First time trying Flow, some novice questions

Today I started studying Flow, and I have some questions.
Please keep in mind that this is an example code, I want to use Flow.

So, it’s:

  • Reading a text file
  • Remove empty lines and newlines
  • Count the words
  • Generate a comma separated string line with word and count

This is what I’ve done so far:

def count_words(filepath) do
  File.stream!(filepath)
  |> Flow.from_enumerable()
  |> Flow.flat_map(&String.split(&1, " "))
  |> Flow.reject(&(&1 == "\n"))
  |> Flow.map(&String.replace(&1, "\n", ""))
  |> Flow.partition()
  |> Flow.reduce(fn -> %{} end, fn word, acc ->
    Map.update(acc, word, 1, &(&1 + 1))
  end)
  |> Enum.map(fn {word, count} -> "#{word},#{count}\n" end)
end

My questions:

  • Is it ok to chain multiple Flow operations? (reject, map…) or should I put everything in the reducer function?
  • IIUC The last Enum.map is not executed in parallel, but if I try to use Flow.map I got this error:
    ** (ArgumentError) map/2 cannot be called after group_by/reduce/emit_and_reduce operation (use on_trigger/2 if you want to further emit events or the accumulated state)
    which is quite informative, but still don’t get it

Cheers!

1 Like

Yes.

Putting everything in the reducer would create a flow that slightly shuffles your elements and then effectively reduces serially.
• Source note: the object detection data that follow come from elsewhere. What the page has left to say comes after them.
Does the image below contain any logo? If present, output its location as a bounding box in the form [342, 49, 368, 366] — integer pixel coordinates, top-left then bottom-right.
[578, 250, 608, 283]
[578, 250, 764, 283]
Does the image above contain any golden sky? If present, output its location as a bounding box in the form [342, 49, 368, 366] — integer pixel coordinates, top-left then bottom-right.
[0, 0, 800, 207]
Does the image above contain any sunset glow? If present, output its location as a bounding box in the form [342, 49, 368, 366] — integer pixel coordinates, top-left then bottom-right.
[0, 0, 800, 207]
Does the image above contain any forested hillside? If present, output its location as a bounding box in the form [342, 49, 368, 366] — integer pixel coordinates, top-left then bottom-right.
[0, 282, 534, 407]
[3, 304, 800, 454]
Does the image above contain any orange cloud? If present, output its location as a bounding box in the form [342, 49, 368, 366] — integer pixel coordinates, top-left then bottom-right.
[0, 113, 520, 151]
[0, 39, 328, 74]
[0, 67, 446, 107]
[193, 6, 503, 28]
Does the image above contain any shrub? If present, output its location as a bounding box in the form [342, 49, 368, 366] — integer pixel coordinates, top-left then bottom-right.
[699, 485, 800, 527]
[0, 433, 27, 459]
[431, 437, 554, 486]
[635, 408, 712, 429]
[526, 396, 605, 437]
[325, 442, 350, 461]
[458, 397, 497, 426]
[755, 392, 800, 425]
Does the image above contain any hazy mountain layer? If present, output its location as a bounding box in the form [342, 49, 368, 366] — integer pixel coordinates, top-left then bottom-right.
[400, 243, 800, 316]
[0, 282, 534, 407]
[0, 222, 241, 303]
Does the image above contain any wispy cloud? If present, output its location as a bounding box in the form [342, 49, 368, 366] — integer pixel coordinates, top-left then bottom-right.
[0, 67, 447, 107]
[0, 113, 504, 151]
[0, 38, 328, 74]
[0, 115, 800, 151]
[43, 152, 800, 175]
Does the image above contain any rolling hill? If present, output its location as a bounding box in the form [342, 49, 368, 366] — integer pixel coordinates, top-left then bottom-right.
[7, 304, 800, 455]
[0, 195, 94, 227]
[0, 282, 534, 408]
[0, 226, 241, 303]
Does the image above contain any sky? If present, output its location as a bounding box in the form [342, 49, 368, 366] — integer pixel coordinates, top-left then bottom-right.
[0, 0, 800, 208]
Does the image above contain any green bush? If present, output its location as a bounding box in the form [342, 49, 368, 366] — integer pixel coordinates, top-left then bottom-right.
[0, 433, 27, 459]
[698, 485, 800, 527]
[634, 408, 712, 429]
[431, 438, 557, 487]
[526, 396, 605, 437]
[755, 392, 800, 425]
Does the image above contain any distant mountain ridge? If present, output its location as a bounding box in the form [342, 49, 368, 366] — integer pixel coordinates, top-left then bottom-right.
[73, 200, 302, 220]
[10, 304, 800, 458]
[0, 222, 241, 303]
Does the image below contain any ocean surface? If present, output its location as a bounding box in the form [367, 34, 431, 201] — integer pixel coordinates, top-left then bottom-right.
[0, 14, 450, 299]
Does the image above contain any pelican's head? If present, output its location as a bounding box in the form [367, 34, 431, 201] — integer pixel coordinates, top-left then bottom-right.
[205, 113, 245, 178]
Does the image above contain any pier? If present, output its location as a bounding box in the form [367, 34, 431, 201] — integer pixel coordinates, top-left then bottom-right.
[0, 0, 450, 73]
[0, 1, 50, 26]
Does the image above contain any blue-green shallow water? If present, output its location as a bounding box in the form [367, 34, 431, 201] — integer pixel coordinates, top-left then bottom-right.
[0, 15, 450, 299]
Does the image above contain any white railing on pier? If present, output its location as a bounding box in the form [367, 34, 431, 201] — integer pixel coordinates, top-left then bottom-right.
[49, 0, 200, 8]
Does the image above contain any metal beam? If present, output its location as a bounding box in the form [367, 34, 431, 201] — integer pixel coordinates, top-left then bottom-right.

Because there are no events anymore after the reduce, you just have a single value that was reduced into.

Ok, thanks.

I am quite embarassed by that. For some reasons, I was thinking in Enumerables when Flow functions works on Flows (Flow — Flow v1.2.4).

(Sorry for the very silly questions, I’m studying Flow alone and I have no one to ask silly questions to…)

Cheers!

1 Like

As with the Enum functions, the Flow functions operate on flows, yes, but they don’t necessarily return a flow.

Now my question is:

  • What is the correct way to transform the result of that reduce in a parallel way?

Should I create another Flow from the result of the reduce?

Cheers

Flow.reduce returns a flow, so you should be able to chain further Flow functions.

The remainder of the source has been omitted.